Es gibt grundsätzlich zwei Methoden. Einmal die angesprochene allgemeine Volkszählung. Das heißt in jeden Haushalt kommt jemand mit einem Fragebogen, der ausgefüllt werden muss und dann anonym ausgewertet wird. Der Nachteil ist, dass dies relativ aufwändig ist, der Vorteil, dass man einmal vollständige Daten bekommt. Und das Land, das schon solche Daten hat, kann auch die zweite Methode anwenden, nämlich eine Fortschreibung bestehender, möglichst korrekter Register. Über diese bekommt man anschließend genaue Daten auf Knopfdruck. In Deutschland ist nun eine Mischung aus beiden Arten geplant, nämlich ein so genannter registergestützter Zensus.
Wie funktioniert das denn?
Hierbei werden die fehlerhaften Daten von Behörden, etwa von Meldeämtern, der Bundesagentur für Arbeit oder der Rentenversicherung, abgeglichen. Dann wird eine zehnprozentige Stichprobe durchgeführt. Diese zehn Prozent der Bevölkerung werden wirklich befragt. So lässt sich eine Fehlerquote ermitteln. Wenn etwa bei der Stichprobe einer Stadt 10.000 Einwohner gemeldet sind, man aber nur 9.000 findet, werden - vereinfacht gesagt - für die ganze Stadt zehn Prozent der Bevölkerungszahl abgezogen. Das ist ein mathematisch ein recht kompliziertes Verfahren und zudem hat es noch niemand gemacht.
Aber sonst ein sinnvolles Verfahren?
Aus zwei Gründen nein. Erstens erhält man so keine verlässlichen Zahlen auf regionaler Ebene. Und diese Daten sind für die Planung, etwa für die Infrastruktur, also Straßenbau, Kindertagesstätten oder Kläranlagen besonders wichtig. Und zweitens sollen nach dem bisherigen Stand alle Daten, die im Rahmen des demografischen Wandels von Bedeutung sind, absurderweise nicht erfragt werden. Zum Beispiel die Kinderzahl je Frau, der Bildungsqualifikation oder der Migrationshintergrund. Diese Daten sind wichtig, etwa um Integrationserfolge messen zu können. Seit Pisa wissen wir beispielsweise, dass Einkommen und Bildungsstand der Eltern hauptsächlich für den Bildungserfolg der Kinder verantwortlich sind. Dieses Ergebnis haben wir aber nur, weil es die private Pisa-Studie gefragt hat. Der Staat scheut sich, nach diesen Dinge bei einer Volkszählung zu fragen. Die Politik und will eine Volkszählung, die leise und billig ist. Die Datenqualität scheint keine Rolle zu spielen.

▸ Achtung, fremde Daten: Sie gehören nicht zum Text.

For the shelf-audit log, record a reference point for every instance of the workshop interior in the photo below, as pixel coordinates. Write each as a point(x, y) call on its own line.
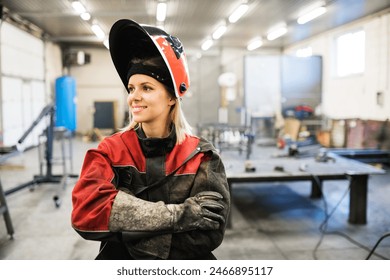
point(294, 95)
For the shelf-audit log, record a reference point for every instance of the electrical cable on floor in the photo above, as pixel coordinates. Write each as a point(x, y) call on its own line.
point(377, 244)
point(324, 225)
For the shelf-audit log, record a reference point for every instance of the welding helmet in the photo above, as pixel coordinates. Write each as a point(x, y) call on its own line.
point(129, 40)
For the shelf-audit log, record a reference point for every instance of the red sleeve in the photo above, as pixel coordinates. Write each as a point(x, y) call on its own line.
point(94, 193)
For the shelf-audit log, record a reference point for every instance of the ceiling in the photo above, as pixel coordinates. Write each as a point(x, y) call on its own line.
point(192, 21)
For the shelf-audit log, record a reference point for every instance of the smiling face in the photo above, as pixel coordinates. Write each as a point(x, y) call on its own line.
point(150, 104)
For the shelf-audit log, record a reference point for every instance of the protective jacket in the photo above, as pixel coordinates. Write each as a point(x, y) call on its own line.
point(125, 184)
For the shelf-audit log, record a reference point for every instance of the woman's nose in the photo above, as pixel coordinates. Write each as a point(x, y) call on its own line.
point(136, 95)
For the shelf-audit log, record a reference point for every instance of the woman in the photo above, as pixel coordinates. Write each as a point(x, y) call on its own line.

Was kosten denn die unterschiedlichen Modelle?
Man geht bei einer klassischen Volkszählung von einer Milliarde Euro aus. Aber das ist wenig Geld im Vergleich zu den Kosten, die durch schlechte Daten beziehungsweise Fehlplanungen entstehen. So etwa hat der Aufbau Ost rund 1.000 Milliarden Euro gekostet, ist aber unter Ausblendung der demografischen Entwicklung erfolgt. Hätte man diese berücksichtigt, hätte man leicht 100 Milliarden Euro sparen können. Das wären 100 Volkszählungen gewesen. Die Kosten für den von der Regierung geplanten registergestützten Zensus werden auf 340 Millionen Euro geschätzt. Das halte ich aber - wie mittlerweile auch das statistische Bundesamt - für unrealistisch. Die Kosten werden davongaloppieren, weil man noch keine Erfahrung mit der Methode hat.
Denken sie, dass eine richtige Volkszählung heute einfacher wäre als beim letzten Mal 1987?
Davon gehe ich aus. Die Bevölkerung weiß, dass der demografische Wandel große Veränderungen bringen wird. Wir brauchen eine gute Datenbasis und die Daten werden ja alle anonym erhoben. Man will Daten über die sozialen und wirtschaftlichen Eigenschaften von ganzen Bevölkerungsgruppen zu erhalten. Es geht nicht darum, die Leute auszuschnüffeln.